Financial highlights

  • According to its earnings presentation, Sega generated ¥322.3 billion ($2.1 billion) in revenue in the first three quarters of FY25, down 8% compared to the same period last year.
  • Operating profit fell 20.6% year-over-year to ¥43.7 billion ($287.4 million).
  • The Entertainment Contents division, which includes video games, animation, and toys, reached ¥238.6 billion ($1.56 billion) in revenue, up 8.2%.
  • Sales in the Consumer area (video games) grew 10.5% year-over-year to ¥164.8 billion ($1 billion).
  • 64.5% of all video game sales in the nine-month period came from countries outside Japan. Domestic revenue amounted to ¥58.1 billion ($382 million).

  • Full-game sales amounted to ¥59.2 billion ($207 million), up 11.2% compared to the same period last year. New titles accounted for 42.7% of the total, while the rest came from Sega’s back catalog.
  • During the first three quarters of FY25, Sega sold 24.8 million copies of games, up 29.8% year-over-year. Of that, 4.79 million copies were new releases, while sales of back catalog titles amounted to 20 million.
  • Sega noted that its Q3 releases, Sonic x Shadow Generations (2M copies sold) and Metaphor: ReFantazio (1M copies in 24 hours), “have been sold well.” Metaphor’s current sales are exceeding the company’s expectations.
  • The Entertainment Contents division’s growth was also driven by strong sales of back catalog titles.

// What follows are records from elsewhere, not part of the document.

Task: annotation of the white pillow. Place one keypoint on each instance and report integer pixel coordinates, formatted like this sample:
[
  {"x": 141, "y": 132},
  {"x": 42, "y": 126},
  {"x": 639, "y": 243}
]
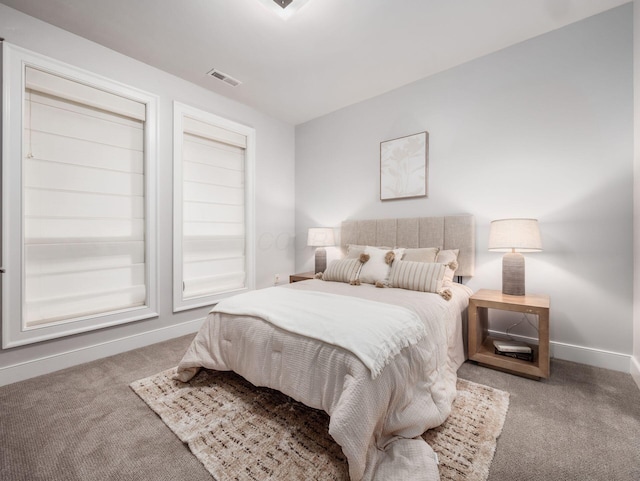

Sega's best-selling franchises in Q1-Q3 FY25

  • Sonic — 4.98 million copies
  • Persona — 2.75 million copies
  • Like a Dragon (including Judgement) — 2.52 million copies
  • Total War — 2 million copies

Sega cancels Football Manager 25 and lowers full-year outlook

  • Sega decided to cancel the development of Football Manager 25, saying that it was “aiming for a major evolution of the series by renewing the UI and graphics and adding new elements, but it was found that more time was needed than expected to ensure quality.” The company will use the development assets and focus on the next title in the series.
  • As a result, Sega “recorded a loss in the third quarter by work-in-process assets write-downs.” This adds to an extraordinary loss of ¥6.1 billion ($40.2 million) associated with the Amplitude Studios divestment in H1.
  • On February 7, the company revised its full-year forecast. It now expects its Entertainment Contents segment to reach ¥320 billion ($2.1 billion) in sales, compared to the previous outlook of ¥335 billion ($2.2 billion). Video game revenue is expected to be ¥216.5 billion ($1.42 billion), down from the previously forecasted ¥235 billion ($1.55 billion).